Luis Camnitzer: Daros Latinamerica

11 March - 4 July 2010
Overview

Luis Camnitzer's solo exhibition Luis Camnitzer at the Daros Latinamerica Collection, Züich, Switzerland. 

The institution's press release follows:

Luis Camnitzer has been until very recently an insider’s tip in the field of conceptual art. He may be considered one of the art world’s key figures in the second half of the 20th century. This solo exhibition, with some 70 pieces created by the Uruguayan artist between 1966 and the present day, offers visitors a close look at his work.

Luis Camnitzer was born in Germany in 1937, grew up in Montevideo, and has lived and worked in New York since 1964. He has made his mark internationally not only as an artist but as a critic, educator and art theorist as well. Formally allied with the American Conceptualists of the 1960s and 1970s, over the past 50 years Camnitzer has developed an essentially autonomous œuvre, unmistakably distinguished from that of his colleagues in the US by its acutely observed detail, its acerbic wit, its ludic-lyrical qualities and its ironically metaphorical polyvalence, as well as by its solid socio-political commitment.

The Daros Latinamerica Collection enjoys the world’s largest institutional collection of Camnitzer's work, and it is from that store that this comprehensive exhibition has been assembled.

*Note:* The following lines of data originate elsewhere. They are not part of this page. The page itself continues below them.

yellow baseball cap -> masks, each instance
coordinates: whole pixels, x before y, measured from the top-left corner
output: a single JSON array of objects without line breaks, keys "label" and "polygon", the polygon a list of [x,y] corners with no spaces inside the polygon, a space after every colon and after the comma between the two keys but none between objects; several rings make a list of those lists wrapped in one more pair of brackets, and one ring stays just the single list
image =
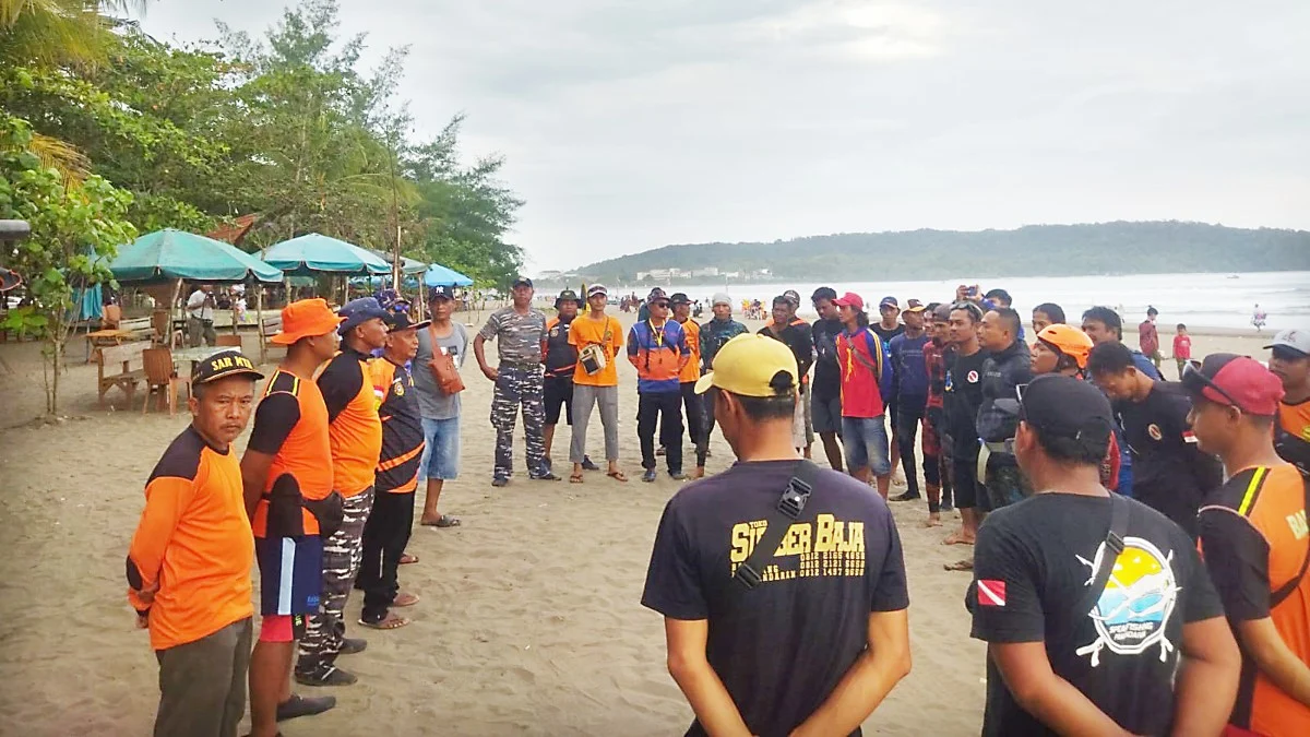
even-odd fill
[{"label": "yellow baseball cap", "polygon": [[779,371],[787,372],[790,388],[795,388],[796,357],[790,348],[770,337],[740,334],[723,344],[714,357],[713,371],[696,382],[696,393],[718,387],[740,396],[777,396],[789,388],[774,382]]}]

Viewers were treated to a pyrotechnical display of intellect: an unusually coherent and principled corpus that is at the same time possessed of a rakish charm and poetic maturity.

Publication
The exhibition is accompanied by a comprehensive catalogue, published in Spanish and English by Hatje Cantz Verlag. In addition to a conversation between Luis Camnitzer and Hans-Michael Herzog, the publication also includes essays by Sabeth Buchmann, Antonio Eligio Fernández (Tonel), Michael Glasmeier, Maren Welsch and Luis Camnitzer.

The Last Book
The Zentralbibliothek Zürich, Zurich’s central library, has shown a project of Luis Camnitzer’s: The Last Book, a collection of written and visual testimonies in A4 format. Over 680 artists from more than 50 countries responded thus to the artist’s worldwide call to help create a legacy for posterity.